One young patient ‘Jenny’*(names have been changed) was experiencing an eating disorder and had been in hospital most of her life, as an adolescent inpatient, then moving on to a permanent placement as an adult inpatient. The chance for her to mix with patients from different wards, and crucially people from the community, was an entirely new experience for her, and which Katy noted she valued very much. “It allowed her to open up, and identify with other people in a way she hadn’t been able to before“.
Vocation and Value
The workshops have a vocational element, as all the craft products go on sale in the Bethlem Maker’s Space shop on the site of the Hospital. The group of 15 service users collectively attended design workshops, developed a cohesive ‘brand’, and then worked as a team to make and market a range of craft and ceramic items.
Mags is a weekly volunteer at the Maker’s Space, having been an inpatient at Bethlem Royal Hospital some years ago.

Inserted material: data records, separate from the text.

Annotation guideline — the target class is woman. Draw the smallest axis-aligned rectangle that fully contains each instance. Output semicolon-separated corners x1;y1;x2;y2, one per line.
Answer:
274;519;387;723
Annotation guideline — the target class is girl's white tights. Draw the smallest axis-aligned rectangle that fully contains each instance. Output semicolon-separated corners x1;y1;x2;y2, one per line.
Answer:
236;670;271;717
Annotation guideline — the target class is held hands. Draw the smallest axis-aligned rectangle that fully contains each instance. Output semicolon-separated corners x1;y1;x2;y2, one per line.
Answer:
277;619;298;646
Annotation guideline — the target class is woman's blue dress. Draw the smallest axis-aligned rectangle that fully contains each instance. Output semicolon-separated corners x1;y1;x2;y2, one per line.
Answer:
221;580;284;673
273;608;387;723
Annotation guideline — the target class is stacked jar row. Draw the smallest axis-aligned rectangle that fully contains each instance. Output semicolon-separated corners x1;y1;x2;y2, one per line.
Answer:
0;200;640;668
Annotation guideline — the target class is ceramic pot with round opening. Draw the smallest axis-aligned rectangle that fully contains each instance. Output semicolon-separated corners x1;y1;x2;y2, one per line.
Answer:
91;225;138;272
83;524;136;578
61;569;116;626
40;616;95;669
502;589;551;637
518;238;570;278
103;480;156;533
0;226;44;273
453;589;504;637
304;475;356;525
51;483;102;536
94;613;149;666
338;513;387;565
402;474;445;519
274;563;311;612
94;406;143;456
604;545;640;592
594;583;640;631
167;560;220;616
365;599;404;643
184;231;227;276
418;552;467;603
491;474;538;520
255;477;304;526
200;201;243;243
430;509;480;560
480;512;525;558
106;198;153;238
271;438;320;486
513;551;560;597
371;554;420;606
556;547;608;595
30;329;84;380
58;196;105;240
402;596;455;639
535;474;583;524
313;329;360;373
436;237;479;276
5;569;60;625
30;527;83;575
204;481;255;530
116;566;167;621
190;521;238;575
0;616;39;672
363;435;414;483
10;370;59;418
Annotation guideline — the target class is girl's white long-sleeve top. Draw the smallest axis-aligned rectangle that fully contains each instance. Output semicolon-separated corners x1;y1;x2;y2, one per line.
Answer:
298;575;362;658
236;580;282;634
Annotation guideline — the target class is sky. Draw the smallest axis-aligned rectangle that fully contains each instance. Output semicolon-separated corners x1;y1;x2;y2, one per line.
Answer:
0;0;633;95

She manages the shop’s finances and logistical aspects. “I like the atmosphere here, and speaking to people when they come in to buy and make the art. The products are amazing. It’s really satisfying to see the artists so pleased with their work and to be able to make a bit of money out of it.”
Participants of the group earn a small amount of money by attending the social enterprise workshops. Terence Wilde, the manager of the textiles department says: “It makes people feel more valued and gives them that extra bit of self-esteem”.
Terence co-manages the Handmade Enterprise project, and has worked at Bethlem Royal Hospital for over 16 years. “We often base our confidence on the things we can’t do, rather than what we can. This group gives people something they think they might not deserve”.